A. G. Pradeep

Personal information
- Full name: Andimani Ganga Pradeep
- Born: 13 January 1987 (age 39) Vijayawada, India
- Batting: Right-handed
- Bowling: Right-arm off spin
- Role: Middle-order batsman

Domestic team information
- 2004–2017: Andhra Pradesh
- Source: ESPNcricinfo, 7 October 2015

= A. G. Pradeep =

Indian cricketer (born 1987)

Andimani Ganga Pradeep (born 13 January 1987) is a retired Indian cricketer who played for Andhra Pradesh from 2004 to 2017. He was a right-handed middle-order batsman.

==Personal life==
Pradeep was born on 13 January 1987 in Vijayawada.
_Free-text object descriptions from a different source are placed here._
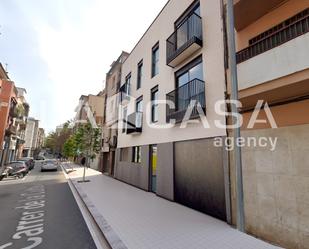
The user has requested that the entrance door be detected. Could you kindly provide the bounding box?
[150,145,157,193]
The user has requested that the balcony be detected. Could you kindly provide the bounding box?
[233,0,287,31]
[166,79,205,123]
[5,125,17,136]
[237,9,309,64]
[126,112,143,135]
[166,13,203,68]
[236,9,309,90]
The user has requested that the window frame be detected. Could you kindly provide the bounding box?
[122,106,128,133]
[175,55,203,88]
[137,60,143,90]
[135,96,143,113]
[151,86,159,123]
[151,42,159,78]
[125,73,131,95]
[132,146,141,163]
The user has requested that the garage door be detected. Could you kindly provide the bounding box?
[174,138,227,221]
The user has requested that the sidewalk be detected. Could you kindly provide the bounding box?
[62,163,282,249]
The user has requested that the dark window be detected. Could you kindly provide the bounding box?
[136,96,143,113]
[152,42,159,77]
[175,56,203,88]
[132,146,141,163]
[151,86,159,123]
[122,107,127,133]
[125,73,131,95]
[120,148,130,162]
[137,60,143,89]
[175,1,200,27]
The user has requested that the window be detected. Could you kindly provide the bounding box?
[175,56,203,88]
[132,146,141,163]
[120,148,129,162]
[151,42,159,77]
[136,96,143,113]
[137,60,143,89]
[122,107,127,133]
[125,73,131,95]
[111,76,116,89]
[151,86,158,123]
[175,1,201,49]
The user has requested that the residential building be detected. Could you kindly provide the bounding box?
[36,128,45,149]
[227,1,309,248]
[101,51,129,175]
[0,64,19,166]
[75,92,105,170]
[23,118,39,157]
[76,93,105,127]
[116,0,229,223]
[14,87,30,159]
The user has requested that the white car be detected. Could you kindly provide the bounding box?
[41,160,58,172]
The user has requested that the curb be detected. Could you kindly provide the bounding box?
[62,164,128,249]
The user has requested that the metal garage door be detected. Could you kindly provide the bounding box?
[174,138,227,221]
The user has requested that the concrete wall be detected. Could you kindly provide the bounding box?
[115,145,150,191]
[240,124,309,249]
[117,0,227,148]
[156,142,174,200]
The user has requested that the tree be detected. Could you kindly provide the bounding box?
[44,121,73,155]
[66,122,101,182]
[74,122,101,165]
[63,136,77,159]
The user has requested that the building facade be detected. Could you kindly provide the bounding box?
[228,1,309,248]
[75,92,105,170]
[23,118,39,158]
[0,64,19,167]
[101,51,129,175]
[115,0,230,222]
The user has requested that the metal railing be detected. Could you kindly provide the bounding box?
[236,11,309,64]
[166,79,205,123]
[166,13,202,65]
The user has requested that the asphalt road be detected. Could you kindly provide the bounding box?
[0,163,97,249]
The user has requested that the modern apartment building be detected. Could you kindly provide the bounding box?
[116,0,230,222]
[101,51,129,175]
[228,1,309,248]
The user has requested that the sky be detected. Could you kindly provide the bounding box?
[0,0,168,133]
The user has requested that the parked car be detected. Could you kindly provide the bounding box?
[0,161,28,180]
[41,160,58,172]
[35,155,46,161]
[18,157,35,170]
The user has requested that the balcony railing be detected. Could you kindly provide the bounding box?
[236,10,309,64]
[126,112,143,134]
[166,13,203,67]
[166,79,205,123]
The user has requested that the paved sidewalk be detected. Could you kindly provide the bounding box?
[62,163,282,249]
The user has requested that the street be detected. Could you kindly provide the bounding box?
[0,163,97,249]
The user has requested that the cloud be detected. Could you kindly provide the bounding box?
[4,0,168,132]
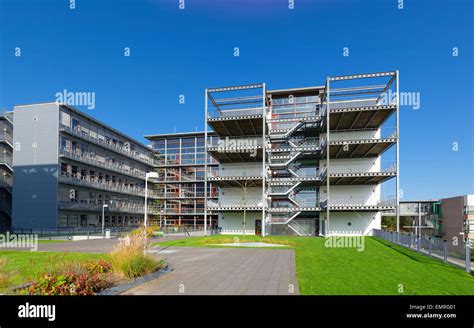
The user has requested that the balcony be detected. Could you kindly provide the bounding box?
[207,197,263,211]
[208,136,264,162]
[58,200,147,215]
[327,161,396,185]
[0,154,13,171]
[60,125,154,166]
[207,169,263,187]
[0,199,12,217]
[59,148,146,179]
[151,207,205,215]
[0,131,13,145]
[154,191,218,199]
[59,172,159,198]
[321,195,396,211]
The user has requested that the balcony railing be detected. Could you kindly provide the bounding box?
[0,154,13,167]
[154,191,218,198]
[207,167,263,179]
[207,136,264,149]
[208,106,265,119]
[58,200,147,214]
[0,131,13,144]
[320,195,396,207]
[60,125,154,166]
[59,172,159,198]
[59,148,146,179]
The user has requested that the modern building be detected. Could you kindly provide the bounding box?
[12,102,158,229]
[145,132,218,228]
[0,111,13,231]
[204,72,400,236]
[382,200,442,236]
[383,195,474,247]
[7,71,402,236]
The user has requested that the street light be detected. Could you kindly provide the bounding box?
[144,172,159,230]
[159,209,165,228]
[102,204,109,237]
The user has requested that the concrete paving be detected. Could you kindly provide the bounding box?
[0,234,190,253]
[123,247,299,295]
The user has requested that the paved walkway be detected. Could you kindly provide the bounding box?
[0,234,190,253]
[123,247,299,295]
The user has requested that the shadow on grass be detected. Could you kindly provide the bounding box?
[371,237,431,263]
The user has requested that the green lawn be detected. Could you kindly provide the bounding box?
[37,239,71,244]
[0,251,108,287]
[154,235,474,295]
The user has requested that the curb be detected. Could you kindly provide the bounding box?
[98,265,172,295]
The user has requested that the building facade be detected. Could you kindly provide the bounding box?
[145,132,218,228]
[204,72,400,236]
[0,112,13,231]
[12,103,158,229]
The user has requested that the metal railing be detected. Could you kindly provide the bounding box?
[373,229,472,273]
[7,225,142,238]
[208,106,265,119]
[59,172,159,198]
[59,148,146,179]
[59,200,147,215]
[60,125,154,166]
[0,131,13,144]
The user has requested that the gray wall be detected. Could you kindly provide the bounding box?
[12,103,60,229]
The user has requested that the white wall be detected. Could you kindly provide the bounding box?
[218,212,259,235]
[320,211,381,235]
[321,157,380,174]
[219,187,262,206]
[321,184,381,206]
[321,128,379,142]
[218,162,262,177]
He comes from a family of cricketers, with his father A. G. Prasad, brother A. G. Praveen and uncle I. Sreenivas also playing first-class cricket for Andhra. Outside of cricket, he worked in Chennai for the Indian Overseas Bank.

==Career==
Pradeep was captain of India's under-17 squad and represented the India national under-19 cricket team. He made his senior debut for Andhra in 2004 at the age of 17.

Pradeep played 64 Ranji Trophy matches for Andhra, scoring six centuries. He captained Andhra during the 2012–13 season. His last match for the state was in the 2016–17 Vijay Hazare Trophy. He announced his retirement from all forms of cricket in August 2020.